MiR-200c inhibited the proliferation of oral squamous cell carcinoma cells by targeting Akt pathway and its downstream Glut1.

OBJECTIVE: Our study aimed to investigate the functionality of miR-200c in oral squamous cell carcinoma. METHODS: Tumor tissues and adjacent tissues were obtained from oral squamous cell carcinoma patients, and blood samples were extracted from both oral squamous cell carcinoma patients and healthy controls. Expression of miR-200c in those tissues was detected by qRT-PCR. All patients were followed-up for 5 years and ROC curves as well as survival analyses were performed to evaluate the diagnostic as well as prognostic values of serum miR-200c for oral squamous cell carcinoma. miR-200c and Glut1 overexpression oral squamous cell carcinoma cell lines were constructed and cell proliferation was detected by CCK-8 assay. Glucose uptake was determined by glucose uptake assay. Interactions between miR-200c, Akt and Glut1 were explored by western blot.
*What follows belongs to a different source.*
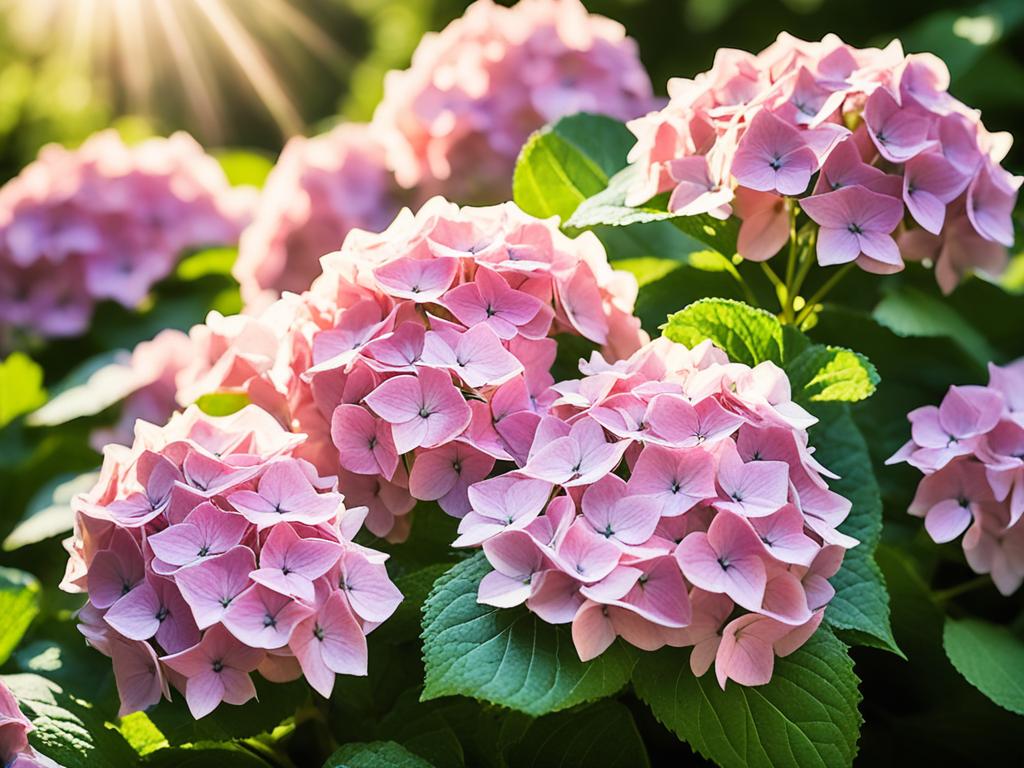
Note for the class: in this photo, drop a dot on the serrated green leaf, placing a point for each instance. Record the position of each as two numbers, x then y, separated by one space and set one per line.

RESULTS: Expression of miR-200c was significantly downregulated in tumor tissues comparing with adjacent tissues in most oral squamous cell carcinoma patients. Serum level of miR-200c was lower in oral squamous cell carcinoma patients than that in healthy controls, and it was decreased with increased primary tumor stages. Serum levels of miR-200c can been used to effectively distinguish oral squamous cell carcinoma patients from healthy control, and patients with lower serum level of miR-200c showed shorter survival time. miR-200c overexpression inactivated Akt and Glut1 expression, while Akt activator and Glut1 overexpression showed no significant effects on miR-200c. Akt activator promoted Glut1 expression, but Glut1 overexpression showed no significant effects on Akt. MiR-200c inhibited cell proliferation and glucose uptake, while Akt activator and Glut1 overexpression reduced the inhibitory effect of miR-200c overexpression on cell proliferation. CONCLUSION: miR-200c can inhibit the proliferation of oral squamous cell carcinoma cells by targeting Akt pathway and its downstream Glut1.